Before completing the Emperor’s domestic chronicle of more recent years, a few lines may be devoted to the role in which he has last appeared before the public—that of farmer. On February 12, 1913, he attended a meeting of the German Agricultural Council in Berlin, and with only a few statistical notes to help him narrated in lively and amusing fashion his experiences as owner of a farm, the management of which he has been personally supervising since 1898. The farm is part of the Cadinen Estate, bequeathed to him by an admirer and universally known for the majolica ware made out of the clay found on the property. The Emperor was able to show that he had achieved remarkable success with his farm, and particularly with a fine species of bull, Bos indicus major, he maintained on it. A year or two before, at a similar meeting, when speaking of the same breed of bull, he caused much hilarity among the military portion of his audience by jokingly remarking that it had “nothing to do with the General Staff.” On the present occasion he also caused laughter by recounting how he had “fired,” to use an American expression exactly equivalent to the German word employed by the Emperor, a tenant who “wasn’t any use.” The Emperor, however, would, as it turned out, have done better by not mentioning the incident, for the Supreme Court at Leipzig a few days subsequently quashed the Emperor’s order of ejectment on the tenant and condemned him to pay all the costs in the case. The role of farmer, it may be added, is one which, had he been born a country gentleman like Bismarck, the Emperor would have filled with complete success. But in what role would he not have done well?
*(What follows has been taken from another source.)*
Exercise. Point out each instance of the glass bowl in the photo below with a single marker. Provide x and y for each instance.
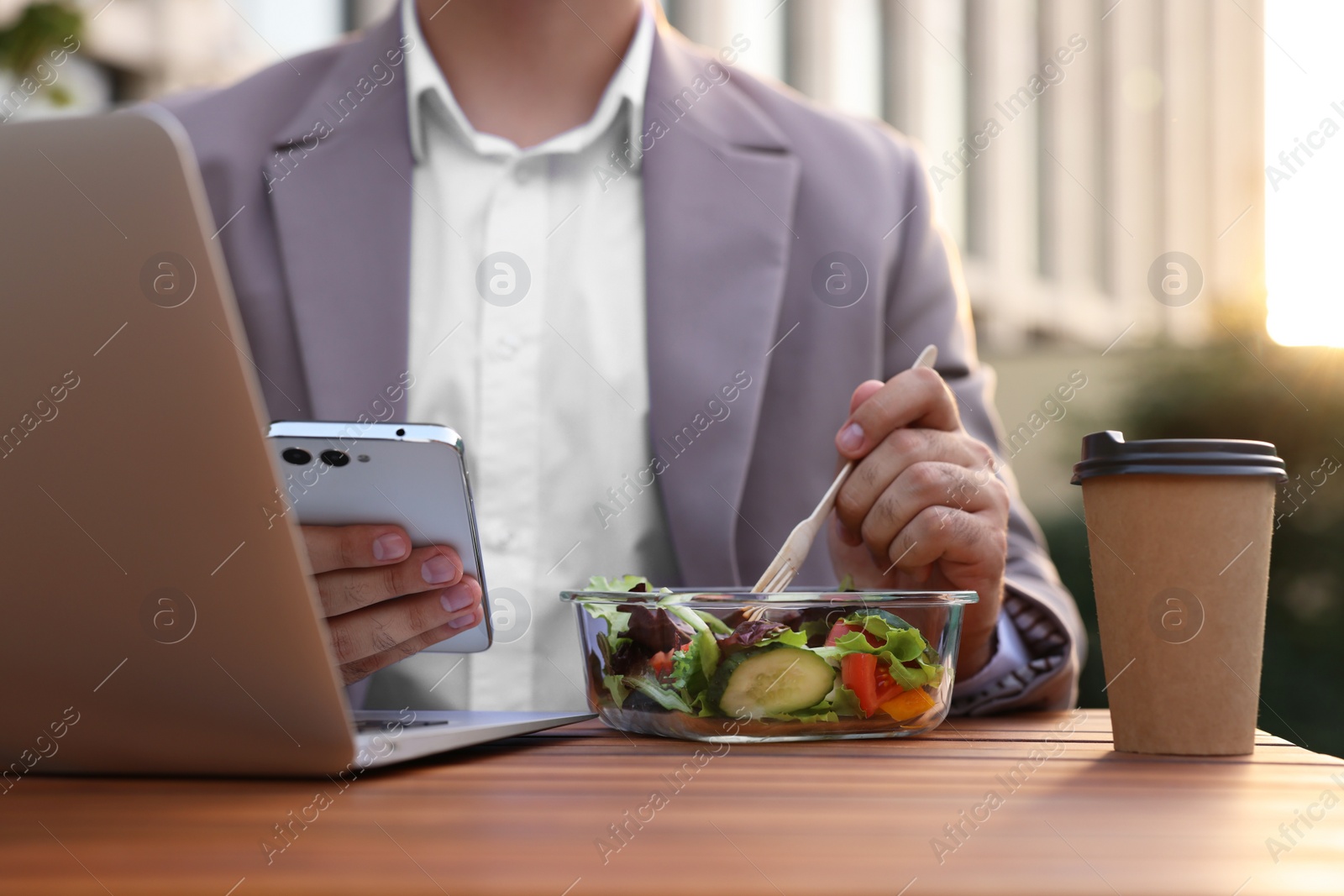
(732, 667)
Foreign politics everywhere for the last three or four years have been full of incident, outcry, and bloodshed. The state of things, indeed, prevailing in the world for some time past is extraordinary. A visitant from another planet would imagine that normal peace and abnormal war had changed places, and that civilized mankind now regard peace as an interlude of war, not war as an interlude of peace. He would be wrong, of course, but the race in armament, which threatens to leave the nations taking part in it financially breathless and exhausted, might easily lead him astray. On some of the situations with which these politics are concerned we may briefly touch.
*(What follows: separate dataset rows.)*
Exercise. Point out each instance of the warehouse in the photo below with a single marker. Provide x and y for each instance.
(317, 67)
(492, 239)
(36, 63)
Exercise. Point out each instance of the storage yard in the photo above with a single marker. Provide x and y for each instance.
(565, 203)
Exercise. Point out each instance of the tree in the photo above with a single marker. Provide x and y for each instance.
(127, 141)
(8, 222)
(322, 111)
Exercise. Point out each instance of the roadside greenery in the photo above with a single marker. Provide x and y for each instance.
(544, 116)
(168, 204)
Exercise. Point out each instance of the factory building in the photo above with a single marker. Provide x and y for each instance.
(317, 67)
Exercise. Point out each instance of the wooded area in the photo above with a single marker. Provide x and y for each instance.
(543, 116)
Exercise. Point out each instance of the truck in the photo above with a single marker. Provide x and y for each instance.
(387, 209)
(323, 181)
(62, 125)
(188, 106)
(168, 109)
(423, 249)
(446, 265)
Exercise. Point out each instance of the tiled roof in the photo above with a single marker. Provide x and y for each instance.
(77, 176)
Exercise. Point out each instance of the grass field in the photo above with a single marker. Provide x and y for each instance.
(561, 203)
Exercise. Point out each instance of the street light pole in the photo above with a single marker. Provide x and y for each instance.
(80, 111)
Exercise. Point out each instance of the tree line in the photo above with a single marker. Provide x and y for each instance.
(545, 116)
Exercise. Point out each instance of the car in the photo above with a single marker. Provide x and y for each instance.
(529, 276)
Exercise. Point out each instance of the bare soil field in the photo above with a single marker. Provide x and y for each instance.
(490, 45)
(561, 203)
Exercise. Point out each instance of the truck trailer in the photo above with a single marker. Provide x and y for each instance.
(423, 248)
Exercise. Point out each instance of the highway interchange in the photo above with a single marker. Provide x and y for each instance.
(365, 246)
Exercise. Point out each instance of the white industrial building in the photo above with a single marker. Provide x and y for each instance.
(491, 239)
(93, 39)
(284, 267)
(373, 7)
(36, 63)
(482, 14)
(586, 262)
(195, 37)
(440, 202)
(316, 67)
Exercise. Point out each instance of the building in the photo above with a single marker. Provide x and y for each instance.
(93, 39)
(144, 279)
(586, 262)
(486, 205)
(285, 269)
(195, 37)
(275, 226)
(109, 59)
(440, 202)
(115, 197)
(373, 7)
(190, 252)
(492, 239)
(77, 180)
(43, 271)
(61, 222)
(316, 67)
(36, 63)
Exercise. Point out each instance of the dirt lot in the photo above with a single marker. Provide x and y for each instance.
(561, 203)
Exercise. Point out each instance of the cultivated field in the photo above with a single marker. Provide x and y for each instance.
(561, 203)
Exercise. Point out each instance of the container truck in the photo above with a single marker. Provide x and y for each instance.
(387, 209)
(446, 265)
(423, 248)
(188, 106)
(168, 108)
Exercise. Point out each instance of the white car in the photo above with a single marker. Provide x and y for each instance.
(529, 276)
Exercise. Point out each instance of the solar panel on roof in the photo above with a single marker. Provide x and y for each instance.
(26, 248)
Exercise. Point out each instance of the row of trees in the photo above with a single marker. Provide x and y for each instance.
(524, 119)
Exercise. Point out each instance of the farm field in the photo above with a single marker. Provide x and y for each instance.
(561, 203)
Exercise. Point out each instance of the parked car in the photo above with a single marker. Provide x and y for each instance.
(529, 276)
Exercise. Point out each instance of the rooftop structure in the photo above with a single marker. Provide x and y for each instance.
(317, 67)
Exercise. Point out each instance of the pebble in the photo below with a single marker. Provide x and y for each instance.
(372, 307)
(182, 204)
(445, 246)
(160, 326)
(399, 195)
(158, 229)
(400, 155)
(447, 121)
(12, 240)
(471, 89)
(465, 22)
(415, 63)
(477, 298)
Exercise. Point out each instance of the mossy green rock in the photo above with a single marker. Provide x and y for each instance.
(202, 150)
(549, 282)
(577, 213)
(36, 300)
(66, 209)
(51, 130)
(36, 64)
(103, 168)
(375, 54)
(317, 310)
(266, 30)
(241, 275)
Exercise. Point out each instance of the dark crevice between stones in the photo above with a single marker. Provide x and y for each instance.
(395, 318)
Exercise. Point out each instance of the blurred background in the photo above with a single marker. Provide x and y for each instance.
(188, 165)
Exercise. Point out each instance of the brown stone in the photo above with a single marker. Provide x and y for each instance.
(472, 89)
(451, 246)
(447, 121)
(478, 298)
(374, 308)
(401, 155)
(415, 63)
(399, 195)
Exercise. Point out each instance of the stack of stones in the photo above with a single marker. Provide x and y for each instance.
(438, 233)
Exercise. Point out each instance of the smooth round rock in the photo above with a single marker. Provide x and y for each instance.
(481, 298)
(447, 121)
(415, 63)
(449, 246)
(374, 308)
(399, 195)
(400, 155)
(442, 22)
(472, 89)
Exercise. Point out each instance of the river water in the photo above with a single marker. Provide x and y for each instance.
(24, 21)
For the last three or four years the dominant note in the music of what is called the European Concert, taking Europe for the moment to include Great Britain, has been the state of Anglo-German relations. There have been times, as has been seen, when public feeling in both England and Germany was strongly antagonized, but all through the period there has been evident a desire on the part of both Governments to adopt a mutually conciliatory attitude, and if the war in the Balkans does not lead to a general international conflagration, which at present appears improbable, the two countries may arrive at a permanent understanding.